5 KiB
		
	
	
	
	
	
	
	
			
		
		
	
	What is Ubigen?
Ubigen is a tool for analyzing genes for their ubiquity within expression
datasets. We provide results from common data sources for expression data
including GTEx and the
Human Protein Atlas within this interactive
web interface as well as via an HTTP API. The freely available
ubigen R package also supports analyses
within custom datasets from the command line or interactively.
How can I analyze my genes of interest?
You can easily analyze your genes of interest for their ubiquity. In the
initial state of the application, you can select genes by their HGNC symbols
from a dropdown menu. To paste your genes as a whitespace separated list of
either HGNC symbols or Ensembl gene IDs (in the form ENSG00000164362), change
the top dropdown from "Select from list" to the desired input method.
Which information does the tool give for my genes of interest?

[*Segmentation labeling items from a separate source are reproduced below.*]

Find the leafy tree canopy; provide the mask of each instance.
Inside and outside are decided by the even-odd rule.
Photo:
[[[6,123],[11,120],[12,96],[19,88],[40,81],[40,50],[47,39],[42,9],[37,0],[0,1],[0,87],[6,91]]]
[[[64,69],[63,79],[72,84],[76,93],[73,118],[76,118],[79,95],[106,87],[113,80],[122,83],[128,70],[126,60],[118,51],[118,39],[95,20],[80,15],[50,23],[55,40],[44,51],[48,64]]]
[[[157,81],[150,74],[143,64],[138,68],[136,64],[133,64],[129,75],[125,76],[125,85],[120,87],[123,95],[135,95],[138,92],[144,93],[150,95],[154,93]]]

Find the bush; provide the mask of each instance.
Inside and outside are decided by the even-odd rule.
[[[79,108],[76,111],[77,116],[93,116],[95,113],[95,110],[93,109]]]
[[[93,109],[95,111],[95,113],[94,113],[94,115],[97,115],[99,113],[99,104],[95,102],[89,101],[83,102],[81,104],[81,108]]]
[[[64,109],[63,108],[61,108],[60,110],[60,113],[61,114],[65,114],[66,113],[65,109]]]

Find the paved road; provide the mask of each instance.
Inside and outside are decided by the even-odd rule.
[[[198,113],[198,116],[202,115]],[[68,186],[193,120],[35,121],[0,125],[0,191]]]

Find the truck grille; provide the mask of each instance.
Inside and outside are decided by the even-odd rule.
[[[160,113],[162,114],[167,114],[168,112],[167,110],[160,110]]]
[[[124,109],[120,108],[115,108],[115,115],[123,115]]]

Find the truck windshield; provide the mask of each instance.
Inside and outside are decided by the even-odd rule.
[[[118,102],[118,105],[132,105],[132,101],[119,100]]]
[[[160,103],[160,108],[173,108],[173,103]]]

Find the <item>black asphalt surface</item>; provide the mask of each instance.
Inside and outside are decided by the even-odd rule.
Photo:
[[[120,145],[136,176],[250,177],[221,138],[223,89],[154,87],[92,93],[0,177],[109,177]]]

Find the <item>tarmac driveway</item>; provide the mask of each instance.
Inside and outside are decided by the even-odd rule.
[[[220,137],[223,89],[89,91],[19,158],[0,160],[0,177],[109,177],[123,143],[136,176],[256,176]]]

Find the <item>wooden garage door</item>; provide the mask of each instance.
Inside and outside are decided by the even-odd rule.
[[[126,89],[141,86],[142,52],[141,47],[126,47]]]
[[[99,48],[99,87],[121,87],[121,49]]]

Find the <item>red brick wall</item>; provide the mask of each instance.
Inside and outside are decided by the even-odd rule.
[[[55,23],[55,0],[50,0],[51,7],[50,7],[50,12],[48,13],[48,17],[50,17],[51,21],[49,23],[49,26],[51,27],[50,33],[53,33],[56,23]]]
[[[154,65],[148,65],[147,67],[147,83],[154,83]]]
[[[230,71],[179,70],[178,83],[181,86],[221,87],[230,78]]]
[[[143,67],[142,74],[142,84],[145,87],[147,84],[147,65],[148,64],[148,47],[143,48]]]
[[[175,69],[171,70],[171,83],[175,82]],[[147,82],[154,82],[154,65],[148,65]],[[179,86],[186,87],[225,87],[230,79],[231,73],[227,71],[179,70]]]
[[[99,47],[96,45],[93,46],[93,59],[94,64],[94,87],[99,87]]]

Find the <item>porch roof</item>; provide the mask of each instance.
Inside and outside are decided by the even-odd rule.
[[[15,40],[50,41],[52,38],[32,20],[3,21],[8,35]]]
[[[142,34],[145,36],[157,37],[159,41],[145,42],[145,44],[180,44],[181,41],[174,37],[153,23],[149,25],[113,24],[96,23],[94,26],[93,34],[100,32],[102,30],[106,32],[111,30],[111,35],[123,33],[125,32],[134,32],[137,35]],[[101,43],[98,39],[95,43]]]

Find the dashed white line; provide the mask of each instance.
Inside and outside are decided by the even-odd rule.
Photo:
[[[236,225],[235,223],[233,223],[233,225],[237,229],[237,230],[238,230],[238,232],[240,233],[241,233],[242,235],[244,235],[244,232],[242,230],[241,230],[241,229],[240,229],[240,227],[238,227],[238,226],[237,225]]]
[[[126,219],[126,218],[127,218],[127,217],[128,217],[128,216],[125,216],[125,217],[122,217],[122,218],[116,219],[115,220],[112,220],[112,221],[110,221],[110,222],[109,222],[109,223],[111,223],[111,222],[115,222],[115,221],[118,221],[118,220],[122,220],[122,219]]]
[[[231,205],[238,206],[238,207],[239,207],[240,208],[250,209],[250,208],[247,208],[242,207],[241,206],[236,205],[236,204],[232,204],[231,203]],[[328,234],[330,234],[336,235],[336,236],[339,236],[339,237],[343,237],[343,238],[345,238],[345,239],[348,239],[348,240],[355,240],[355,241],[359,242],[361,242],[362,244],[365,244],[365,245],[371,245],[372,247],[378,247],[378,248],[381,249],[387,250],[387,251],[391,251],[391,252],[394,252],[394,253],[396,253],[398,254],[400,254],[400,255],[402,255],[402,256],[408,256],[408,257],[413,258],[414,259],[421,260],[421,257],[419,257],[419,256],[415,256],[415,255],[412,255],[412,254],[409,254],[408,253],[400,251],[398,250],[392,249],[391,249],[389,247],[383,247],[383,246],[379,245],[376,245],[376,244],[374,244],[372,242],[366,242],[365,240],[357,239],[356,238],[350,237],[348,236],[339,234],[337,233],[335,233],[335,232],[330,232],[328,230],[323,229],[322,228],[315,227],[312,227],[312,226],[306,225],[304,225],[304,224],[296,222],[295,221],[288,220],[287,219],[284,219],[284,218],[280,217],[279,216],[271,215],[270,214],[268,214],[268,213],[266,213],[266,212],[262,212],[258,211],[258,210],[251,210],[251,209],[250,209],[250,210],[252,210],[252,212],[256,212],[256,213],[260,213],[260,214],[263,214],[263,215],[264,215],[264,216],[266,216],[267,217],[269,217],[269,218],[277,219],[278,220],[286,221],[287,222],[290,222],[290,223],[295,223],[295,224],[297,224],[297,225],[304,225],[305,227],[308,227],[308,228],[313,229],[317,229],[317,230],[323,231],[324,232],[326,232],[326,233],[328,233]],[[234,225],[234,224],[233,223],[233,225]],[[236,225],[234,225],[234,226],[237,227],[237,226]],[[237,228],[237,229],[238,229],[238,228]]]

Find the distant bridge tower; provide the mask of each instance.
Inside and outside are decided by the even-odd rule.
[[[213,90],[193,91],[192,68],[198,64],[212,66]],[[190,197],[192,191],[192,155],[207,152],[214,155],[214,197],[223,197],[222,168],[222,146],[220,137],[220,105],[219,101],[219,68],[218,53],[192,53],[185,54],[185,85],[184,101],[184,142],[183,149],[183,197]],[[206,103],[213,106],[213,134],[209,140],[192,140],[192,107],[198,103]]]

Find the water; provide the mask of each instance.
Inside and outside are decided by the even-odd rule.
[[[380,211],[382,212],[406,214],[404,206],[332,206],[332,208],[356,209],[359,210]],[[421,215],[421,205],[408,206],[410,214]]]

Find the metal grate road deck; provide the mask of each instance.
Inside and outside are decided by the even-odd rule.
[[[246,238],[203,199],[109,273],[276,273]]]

Once your genes have been selected, the user interface will automatically switch to the "Your genes" tab. The following information will be available online and for download (to download the visualizations, click on the camera button in their top right corner):
- The overview plot showing the overall distribution of ubiquity with your custom genes highlighted.
- A textual summary comparing your selected genes with the overall ranking. This includes the p-value and confidence interval resulting from a Wilcoxon rank sum test with the alternative hypothesis that your genes have different scores than other genes. Please also note the given effect size.
- A boxplot comparing the scores of your genes with those of all other genes.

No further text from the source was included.